The Excellence Initiative is now becoming the Excellence Strategy. What does this mean for UniCat?
Ninety percent of all the products we hold in our hands every day – be they skin creams, detergents, or yogurt – require a catalyst in the course of their production, during which far too many resources are still being wasted. Anyone who speaks about sustainable production is actually speaking about catalysis. Improving the efficiency of a catalyst by one decimal place has an enormous leverage effect with regard to saving energy or conserving resources. And let us not forget the processes that are as yet unknown. We must try to make the world more organic, more sustainable.
We are at a point where we have come to understand many individual components of catalysis rather well. In order to guarantee a sustainable and resource-conserving production in the future, we must now focus more on learning from biological systems how these components can be efficiently and dynamically coupled. In this regard, we need a genuine paradigm shift – and this is also the track we are following with our new application for the Excellence Strategy as UniSysCat. I am very confident that we will master these future challenges.

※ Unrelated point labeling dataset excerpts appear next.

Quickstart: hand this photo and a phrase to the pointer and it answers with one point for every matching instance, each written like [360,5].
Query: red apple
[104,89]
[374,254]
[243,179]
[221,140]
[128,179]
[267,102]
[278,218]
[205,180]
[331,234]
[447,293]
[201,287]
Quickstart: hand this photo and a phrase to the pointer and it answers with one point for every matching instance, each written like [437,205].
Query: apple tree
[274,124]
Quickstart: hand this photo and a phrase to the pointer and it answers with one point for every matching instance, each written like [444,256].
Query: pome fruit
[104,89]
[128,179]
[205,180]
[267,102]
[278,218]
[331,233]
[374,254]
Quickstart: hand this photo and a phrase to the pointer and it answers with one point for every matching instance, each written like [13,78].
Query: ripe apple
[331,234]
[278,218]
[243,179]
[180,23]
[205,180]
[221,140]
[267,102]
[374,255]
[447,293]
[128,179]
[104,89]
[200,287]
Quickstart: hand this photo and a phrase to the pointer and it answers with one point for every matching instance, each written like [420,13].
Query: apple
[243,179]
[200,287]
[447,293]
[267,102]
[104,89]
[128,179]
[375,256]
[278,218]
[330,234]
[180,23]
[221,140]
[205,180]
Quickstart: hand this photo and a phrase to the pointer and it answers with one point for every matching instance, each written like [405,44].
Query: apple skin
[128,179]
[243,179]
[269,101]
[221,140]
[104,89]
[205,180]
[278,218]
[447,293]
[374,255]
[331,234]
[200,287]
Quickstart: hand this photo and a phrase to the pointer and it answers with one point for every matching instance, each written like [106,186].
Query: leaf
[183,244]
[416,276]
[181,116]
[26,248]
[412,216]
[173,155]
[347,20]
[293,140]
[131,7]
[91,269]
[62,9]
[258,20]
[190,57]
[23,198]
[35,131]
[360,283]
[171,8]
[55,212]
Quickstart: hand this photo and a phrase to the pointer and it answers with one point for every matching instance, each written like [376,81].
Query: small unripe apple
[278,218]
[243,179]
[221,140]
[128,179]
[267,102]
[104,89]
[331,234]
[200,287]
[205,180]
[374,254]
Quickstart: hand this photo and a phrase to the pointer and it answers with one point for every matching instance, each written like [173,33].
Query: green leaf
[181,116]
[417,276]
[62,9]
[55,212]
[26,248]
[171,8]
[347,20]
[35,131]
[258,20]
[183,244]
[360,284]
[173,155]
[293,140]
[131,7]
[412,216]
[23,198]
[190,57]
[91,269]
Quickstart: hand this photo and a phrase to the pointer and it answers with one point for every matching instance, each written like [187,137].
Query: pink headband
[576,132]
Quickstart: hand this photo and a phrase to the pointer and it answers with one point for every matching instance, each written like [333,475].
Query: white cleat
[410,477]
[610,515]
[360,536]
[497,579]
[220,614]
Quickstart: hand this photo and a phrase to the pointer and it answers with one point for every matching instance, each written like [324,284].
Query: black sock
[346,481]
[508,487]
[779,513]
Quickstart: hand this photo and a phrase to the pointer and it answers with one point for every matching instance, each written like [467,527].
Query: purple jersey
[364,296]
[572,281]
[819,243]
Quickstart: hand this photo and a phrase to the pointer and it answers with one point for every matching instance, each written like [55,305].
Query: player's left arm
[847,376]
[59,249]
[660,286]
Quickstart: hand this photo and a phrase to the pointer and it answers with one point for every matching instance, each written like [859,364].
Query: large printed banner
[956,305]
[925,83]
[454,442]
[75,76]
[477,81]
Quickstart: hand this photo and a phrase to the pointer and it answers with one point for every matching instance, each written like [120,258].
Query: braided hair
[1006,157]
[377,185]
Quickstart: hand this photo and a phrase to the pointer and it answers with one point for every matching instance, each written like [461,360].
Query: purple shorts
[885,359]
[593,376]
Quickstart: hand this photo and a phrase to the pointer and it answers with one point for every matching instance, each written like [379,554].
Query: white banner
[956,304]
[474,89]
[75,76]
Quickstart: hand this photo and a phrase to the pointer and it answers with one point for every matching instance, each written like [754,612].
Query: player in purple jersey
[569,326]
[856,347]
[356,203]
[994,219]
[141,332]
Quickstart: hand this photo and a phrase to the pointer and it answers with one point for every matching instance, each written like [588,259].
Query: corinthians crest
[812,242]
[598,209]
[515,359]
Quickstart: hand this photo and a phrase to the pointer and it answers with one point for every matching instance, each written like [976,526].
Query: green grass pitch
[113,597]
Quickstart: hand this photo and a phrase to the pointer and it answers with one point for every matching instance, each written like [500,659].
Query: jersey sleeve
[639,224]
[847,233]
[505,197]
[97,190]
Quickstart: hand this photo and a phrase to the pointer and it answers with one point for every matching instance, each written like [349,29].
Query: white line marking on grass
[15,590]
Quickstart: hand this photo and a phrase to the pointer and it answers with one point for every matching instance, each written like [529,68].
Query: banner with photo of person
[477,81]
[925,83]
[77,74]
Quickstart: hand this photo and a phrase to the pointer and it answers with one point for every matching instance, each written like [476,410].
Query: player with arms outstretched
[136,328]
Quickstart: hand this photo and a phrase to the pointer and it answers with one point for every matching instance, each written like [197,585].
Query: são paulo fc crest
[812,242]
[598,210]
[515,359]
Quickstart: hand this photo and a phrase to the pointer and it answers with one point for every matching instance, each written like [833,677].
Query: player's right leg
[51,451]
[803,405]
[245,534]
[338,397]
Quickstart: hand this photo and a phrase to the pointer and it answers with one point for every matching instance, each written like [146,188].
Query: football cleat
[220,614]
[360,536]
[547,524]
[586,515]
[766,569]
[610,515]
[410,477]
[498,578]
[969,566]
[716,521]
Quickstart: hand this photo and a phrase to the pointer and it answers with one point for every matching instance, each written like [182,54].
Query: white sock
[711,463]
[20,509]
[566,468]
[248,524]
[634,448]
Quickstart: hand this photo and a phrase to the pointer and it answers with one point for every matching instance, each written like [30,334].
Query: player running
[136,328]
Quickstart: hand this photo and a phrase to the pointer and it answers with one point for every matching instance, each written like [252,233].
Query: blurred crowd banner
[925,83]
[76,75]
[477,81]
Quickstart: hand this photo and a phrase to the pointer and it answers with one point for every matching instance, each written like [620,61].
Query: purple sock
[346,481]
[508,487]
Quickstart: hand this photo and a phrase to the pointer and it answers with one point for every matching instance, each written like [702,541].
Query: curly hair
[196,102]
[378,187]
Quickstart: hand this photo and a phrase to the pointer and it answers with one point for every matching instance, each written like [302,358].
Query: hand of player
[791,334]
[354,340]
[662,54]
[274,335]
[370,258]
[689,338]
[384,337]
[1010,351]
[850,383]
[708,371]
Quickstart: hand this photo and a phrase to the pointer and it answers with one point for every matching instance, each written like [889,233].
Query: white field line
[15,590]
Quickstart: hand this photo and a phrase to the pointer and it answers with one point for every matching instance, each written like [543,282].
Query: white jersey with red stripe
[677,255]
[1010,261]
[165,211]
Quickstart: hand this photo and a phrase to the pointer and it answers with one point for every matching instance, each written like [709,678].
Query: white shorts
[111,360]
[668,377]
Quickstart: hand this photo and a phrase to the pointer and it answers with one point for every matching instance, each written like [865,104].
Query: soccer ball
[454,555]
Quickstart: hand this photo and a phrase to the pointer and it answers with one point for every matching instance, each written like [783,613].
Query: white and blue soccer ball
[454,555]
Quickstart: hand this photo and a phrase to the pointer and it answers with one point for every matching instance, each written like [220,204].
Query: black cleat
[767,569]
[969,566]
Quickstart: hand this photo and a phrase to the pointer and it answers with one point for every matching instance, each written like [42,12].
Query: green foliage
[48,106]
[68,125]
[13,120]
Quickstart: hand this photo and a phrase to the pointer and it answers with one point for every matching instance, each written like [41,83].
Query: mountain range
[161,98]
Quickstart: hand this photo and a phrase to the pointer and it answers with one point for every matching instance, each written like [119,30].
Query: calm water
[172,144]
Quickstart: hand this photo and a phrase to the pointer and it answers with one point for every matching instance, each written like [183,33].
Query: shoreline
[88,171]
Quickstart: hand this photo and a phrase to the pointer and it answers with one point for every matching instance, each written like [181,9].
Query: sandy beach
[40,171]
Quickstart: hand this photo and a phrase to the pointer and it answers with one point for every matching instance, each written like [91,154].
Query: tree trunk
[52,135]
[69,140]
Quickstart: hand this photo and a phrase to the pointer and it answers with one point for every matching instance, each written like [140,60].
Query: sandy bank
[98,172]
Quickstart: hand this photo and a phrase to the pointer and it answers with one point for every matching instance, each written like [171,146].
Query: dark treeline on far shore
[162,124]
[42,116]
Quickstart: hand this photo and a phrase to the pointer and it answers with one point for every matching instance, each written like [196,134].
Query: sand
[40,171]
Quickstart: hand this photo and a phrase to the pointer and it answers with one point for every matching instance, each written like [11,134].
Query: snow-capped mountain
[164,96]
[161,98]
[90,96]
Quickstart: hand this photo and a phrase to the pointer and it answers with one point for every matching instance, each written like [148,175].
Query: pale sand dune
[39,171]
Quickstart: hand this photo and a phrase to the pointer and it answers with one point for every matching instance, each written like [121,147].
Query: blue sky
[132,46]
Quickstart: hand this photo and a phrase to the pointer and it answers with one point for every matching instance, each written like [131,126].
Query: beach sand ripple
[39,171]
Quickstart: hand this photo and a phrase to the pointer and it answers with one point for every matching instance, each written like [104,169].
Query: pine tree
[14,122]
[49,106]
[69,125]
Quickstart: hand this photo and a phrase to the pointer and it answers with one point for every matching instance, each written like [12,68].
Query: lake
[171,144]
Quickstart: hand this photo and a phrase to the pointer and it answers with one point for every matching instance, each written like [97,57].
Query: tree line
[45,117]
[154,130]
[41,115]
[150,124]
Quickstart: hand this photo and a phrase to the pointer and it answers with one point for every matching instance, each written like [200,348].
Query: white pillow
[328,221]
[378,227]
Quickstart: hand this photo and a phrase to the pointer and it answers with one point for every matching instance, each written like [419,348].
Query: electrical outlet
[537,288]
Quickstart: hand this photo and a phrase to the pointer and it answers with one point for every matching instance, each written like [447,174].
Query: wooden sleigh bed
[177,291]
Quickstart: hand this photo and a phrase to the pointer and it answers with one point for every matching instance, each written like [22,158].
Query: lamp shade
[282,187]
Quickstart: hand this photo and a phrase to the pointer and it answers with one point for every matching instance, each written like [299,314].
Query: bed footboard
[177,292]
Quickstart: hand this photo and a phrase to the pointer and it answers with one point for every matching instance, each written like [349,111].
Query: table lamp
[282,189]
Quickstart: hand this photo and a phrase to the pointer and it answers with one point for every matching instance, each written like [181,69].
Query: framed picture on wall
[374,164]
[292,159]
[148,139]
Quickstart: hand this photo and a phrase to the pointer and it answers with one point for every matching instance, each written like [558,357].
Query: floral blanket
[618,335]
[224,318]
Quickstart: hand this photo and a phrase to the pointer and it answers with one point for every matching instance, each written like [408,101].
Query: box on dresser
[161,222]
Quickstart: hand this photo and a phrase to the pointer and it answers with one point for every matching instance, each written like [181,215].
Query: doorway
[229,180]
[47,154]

The interview was conducted by Katharina Jung for TU intern (published June 13, 2017).
Within the cluster of excellence UniCat, chemists, physicists, biologists and engineers from four universities and two Max Planck Institutes collaborate across the boundaries of their disciplines and institutions: Technische Universität Berlin (host university), Freie Universität Berlin, Humboldt-Universität zu Berlin, the University of Potsdam, the Fritz Haber Institute of the Max Planck Society (Berlin), and the Max Planck Institute of Colloids and Interfaces (Potsdam). In 2012, one research group of Charité – Universitätsmedizin Berlin – joined the cluster, too. A total of 250 scientists from more than 28 nations cooperate in 42 working groups. In the ten years of existence, they have filed 50 patents.